Financial Uncertainty and Asset Volatility Dynamics: Insights from an Extended Stochastic Volatility Model
Duysinx, Antoine
Promotor(s) : Hambuckers, Julien
Date of defense : 4-Sep-2023/8-Sep-2023 • Permalink : http://hdl.handle.net/2268.2/18665
Details
Title : | Financial Uncertainty and Asset Volatility Dynamics: Insights from an Extended Stochastic Volatility Model |
Translated title : | [fr] Incertitude financière et volatilité des actifs : perspectives issues d'un modèle de volatilité stochastique étendu |
Author : | Duysinx, Antoine |
Date of defense : | 4-Sep-2023/8-Sep-2023 |
Advisor(s) : | Hambuckers, Julien |
Committee's member(s) : | Ulm, Maren
Crucil, Romain |
Language : | English |
Keywords : | [en] Financial uncertainty [en] stochastic volatility model [en] volatility modelling [en] volatility forecasting [en] investor sentiment [en] daily financial uncertainty index [en] markov chain monte carlo [fr] incertitude financière [fr] volatilité |
Discipline(s) : | Business & economic sciences > Finance Business & economic sciences > Quantitative methods in economics & management |
Target public : | Researchers Professionals of domain Student |
Institution(s) : | Université de Liège, Liège, Belgique |
Degree: | Master en ingénieur de gestion, à finalité spécialisée en Financial Engineering |
Faculty: | Master thesis of the HEC-Ecole de gestion de l'Université de Liège |
Abstract
[en] This master’s thesis attempts to provide additional insights into the intricate relationship between financial uncertainty and asset volatility. Using the extended stochastic volatility model (SVX) of Ulm and Hambuckers (2022), we explore the effects of financial uncertainty on the conditional volatility of a diverse set of 12 financial assets. Our analysis is conducted over the period spanning from November 2017 to May 2023, and relies on a daily synthetic financial uncertainty index that we constructed by means of a principal component analysis. In our examination, we uncover that a higher financial uncertainty level generally reinforces volatility. However, this influence is heterogeneous in magnitude across the various categories of assets examined.

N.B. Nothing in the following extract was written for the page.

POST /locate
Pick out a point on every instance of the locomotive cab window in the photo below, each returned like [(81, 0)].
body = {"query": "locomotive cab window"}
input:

Importantly, our study also unveils that a part of the effects of financial uncertainty is propagated to asset volatility through investor sentiment. Knowing that uncertainty rises sharply in times of market stress, our study also demonstrates that incorporating the financial uncertainty level substantially improves both in-sample and out-of-sample volatility modelling performance during these periods. Interestingly, this positive effect extends to normal market conditions as well, albeit to a lesser extent. This improvement also materializes in the construction of risk metrics that better capture tail events and extreme market conditions.